Les commentaires du premier ministre britannique sur l'accueil et le soutien de groupes extrémistes par le Pakistan font réagir Islamabad.
De passage en Inde, où il aborde le thème des échanges commerciaux et de l'emploi, M. Cameron a mis en garde le Pakistan contre l'accueil et le soutien de groupes extrémistes.
« Nous ne pouvons tolérer en aucun cas l'idée que [le Pakistan] soit autorisé à regarder des deux côtés et puisse, de quelque manière que ce soit, promouvoir l'exportation de la terreur en Inde ou en Afghanistan ou n'importe où ailleurs dans le monde », a déclaré le premier ministre britannique.
« Nous devrions être très, très clairs avec le Pakistan sur notre volonté de voir un Pakistan fort, stable et démocratique », a déclaré M. Cameron. « Ce devrait être des relations basées sur un message très clair : il n'est pas correct d'avoir des relations avec des groupes encourageant la terreur », a-t-il ajouté.
L'ambassadeur du Pakistan au Royaume-Uni, Wajid Shamsul Hasan, juge les propos de M. Cameron « absolument contraires aux réalités sur le terrain » et estime que M. Cameron a choisi d'ignorer « l'énorme rôle » du Pakistan dans la guerre contre le terrorisme.
« Il semble faire davantage confiance à des informations fondées sur des fuites de services de renseignement en dépit de leur absence de crédibilité et de preuves concordantes », écrit l'ambassadeur dans le quotidien britannique The Guardian.

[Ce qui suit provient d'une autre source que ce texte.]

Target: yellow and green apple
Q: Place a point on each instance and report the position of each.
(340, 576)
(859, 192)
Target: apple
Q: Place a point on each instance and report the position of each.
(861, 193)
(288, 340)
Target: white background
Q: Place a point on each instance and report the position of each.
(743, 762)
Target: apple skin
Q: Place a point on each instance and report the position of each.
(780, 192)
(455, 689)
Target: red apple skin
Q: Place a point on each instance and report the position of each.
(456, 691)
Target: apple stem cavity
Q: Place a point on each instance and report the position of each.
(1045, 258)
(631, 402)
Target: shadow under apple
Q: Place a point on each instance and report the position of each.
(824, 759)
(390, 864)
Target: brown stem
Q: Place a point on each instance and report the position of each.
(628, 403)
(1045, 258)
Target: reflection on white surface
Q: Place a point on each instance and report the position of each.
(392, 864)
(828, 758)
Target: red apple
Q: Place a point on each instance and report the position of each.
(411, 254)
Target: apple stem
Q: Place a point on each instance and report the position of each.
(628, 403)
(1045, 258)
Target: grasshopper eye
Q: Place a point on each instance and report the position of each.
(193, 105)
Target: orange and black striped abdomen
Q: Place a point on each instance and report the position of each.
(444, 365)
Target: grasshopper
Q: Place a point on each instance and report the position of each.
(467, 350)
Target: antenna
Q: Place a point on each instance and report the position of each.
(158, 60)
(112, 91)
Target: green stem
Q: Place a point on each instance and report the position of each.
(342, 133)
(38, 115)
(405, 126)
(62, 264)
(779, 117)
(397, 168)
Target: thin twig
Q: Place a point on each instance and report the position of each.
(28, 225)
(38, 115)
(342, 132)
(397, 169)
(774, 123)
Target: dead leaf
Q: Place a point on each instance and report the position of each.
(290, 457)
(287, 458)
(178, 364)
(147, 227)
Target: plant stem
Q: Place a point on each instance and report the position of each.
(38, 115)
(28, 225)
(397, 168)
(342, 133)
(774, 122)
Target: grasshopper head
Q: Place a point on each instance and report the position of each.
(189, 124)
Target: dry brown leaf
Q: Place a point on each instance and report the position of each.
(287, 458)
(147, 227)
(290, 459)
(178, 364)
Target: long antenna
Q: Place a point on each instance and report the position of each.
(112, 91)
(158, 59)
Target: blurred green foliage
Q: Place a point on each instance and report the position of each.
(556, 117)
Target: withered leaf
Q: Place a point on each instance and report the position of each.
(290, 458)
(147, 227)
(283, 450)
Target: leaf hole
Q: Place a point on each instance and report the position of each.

Dimanche, le site Internet WikiLeaks a publié des milliers de documents secrets de l'armée américaine, dont certains font état de craintes voulant que les services de renseignement pakistanais aient aidé les insurgés afghans, bien qu'Islamabad soit officiellement un allié des États-Unis depuis 2001.
Le style Cameron surprend
Plus tôt cette semaine, lors de son passage en Turquie, M. Cameron avait suscité l'indignation d'Israël en affirmant qu'« on ne peut et on ne doit pas permettre que Gaza reste un camp de prisonniers ».
Rappelant que la Grande-Bretagne est favorable à la levée du blocus de Gaza, il a appelé par la suite à une réconciliation entre Israël et la Turquie. « J'exhorte la Turquie et Israël à ne pas renoncer à cette amitié », a-t-il dit.

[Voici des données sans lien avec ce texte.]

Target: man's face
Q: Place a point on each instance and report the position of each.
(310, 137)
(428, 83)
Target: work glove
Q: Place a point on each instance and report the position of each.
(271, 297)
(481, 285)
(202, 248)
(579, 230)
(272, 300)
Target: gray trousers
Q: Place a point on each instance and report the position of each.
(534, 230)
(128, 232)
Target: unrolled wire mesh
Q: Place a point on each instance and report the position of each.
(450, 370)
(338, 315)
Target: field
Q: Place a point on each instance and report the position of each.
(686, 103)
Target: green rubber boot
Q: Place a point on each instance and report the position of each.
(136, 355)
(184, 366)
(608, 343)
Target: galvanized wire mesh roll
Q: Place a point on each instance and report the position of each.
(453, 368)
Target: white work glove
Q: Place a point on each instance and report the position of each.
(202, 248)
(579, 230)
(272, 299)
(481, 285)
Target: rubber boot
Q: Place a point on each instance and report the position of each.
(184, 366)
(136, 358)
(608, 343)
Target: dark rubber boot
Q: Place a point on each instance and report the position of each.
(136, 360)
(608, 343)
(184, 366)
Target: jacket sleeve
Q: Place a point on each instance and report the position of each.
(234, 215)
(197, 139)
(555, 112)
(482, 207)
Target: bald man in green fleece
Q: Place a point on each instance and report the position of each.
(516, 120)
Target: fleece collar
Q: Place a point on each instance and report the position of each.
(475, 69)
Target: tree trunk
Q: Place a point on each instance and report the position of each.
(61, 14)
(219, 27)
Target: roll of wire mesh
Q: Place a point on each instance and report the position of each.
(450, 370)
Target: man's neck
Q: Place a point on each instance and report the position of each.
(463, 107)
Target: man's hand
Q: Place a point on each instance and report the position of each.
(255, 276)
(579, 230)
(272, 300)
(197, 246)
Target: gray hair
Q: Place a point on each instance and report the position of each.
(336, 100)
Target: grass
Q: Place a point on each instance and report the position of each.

L'ambassadeur d'Israël en Grande-Bretagne, Ron Prosor, avait alors réagi vivement aux propos de M. Cameron. « Les habitants de Gaza sont les prisonniers de l'organisation terroriste Hamas », avait-il rétorqué.
Lors d'un point de presse avec les journalistes britanniques couvrant la tournée de M. Cameron, le secrétaire au Foreign Office, William Hague, a dû répondre à plusieurs reporters lui demandant si le premier ministre comptait mesurer davantage ses propos à l'avenir.

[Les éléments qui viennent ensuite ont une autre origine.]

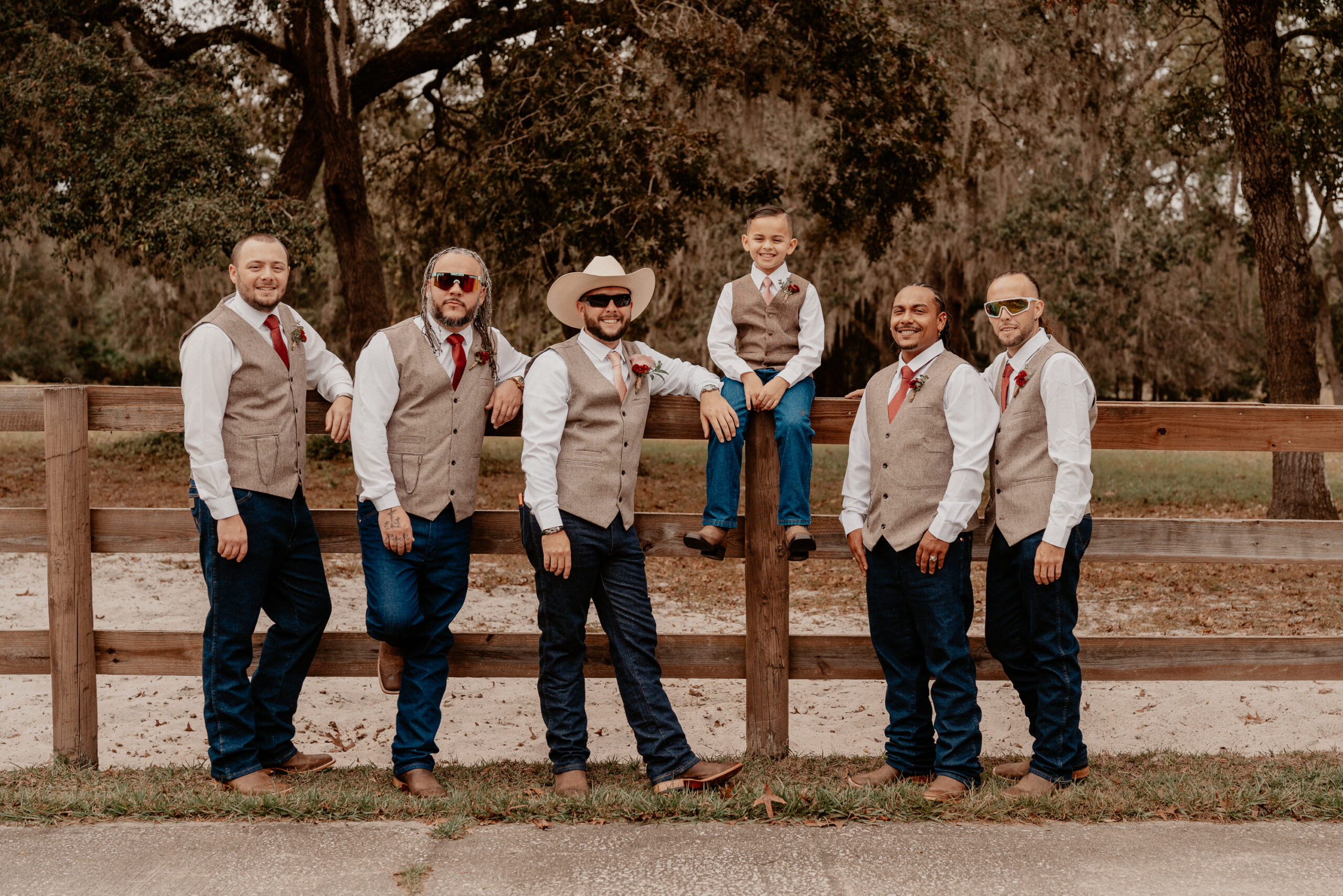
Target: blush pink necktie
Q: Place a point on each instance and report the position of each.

« Le premier ministre dit la vérité et nous sommes tous unis et sans ambiguïté, heureux de ce qu'il a dit », a affirmé M. Hague.« Le premier ministre est un grand diplomate et je le vois tous les jours lorsqu'il est en rapport avec des dirigeants étrangers », a-t-il ajouté.
Prié de dire s'il regrettait d'avoir porté atteinte aux relations avec le Pakistan avant une rencontre prévue la semaine prochaine avec le président Asif Ali Zardari, M. Cameron a dit ne pas croire que les relations avec Islamabad aient été mises à mal par ses récents commentaires.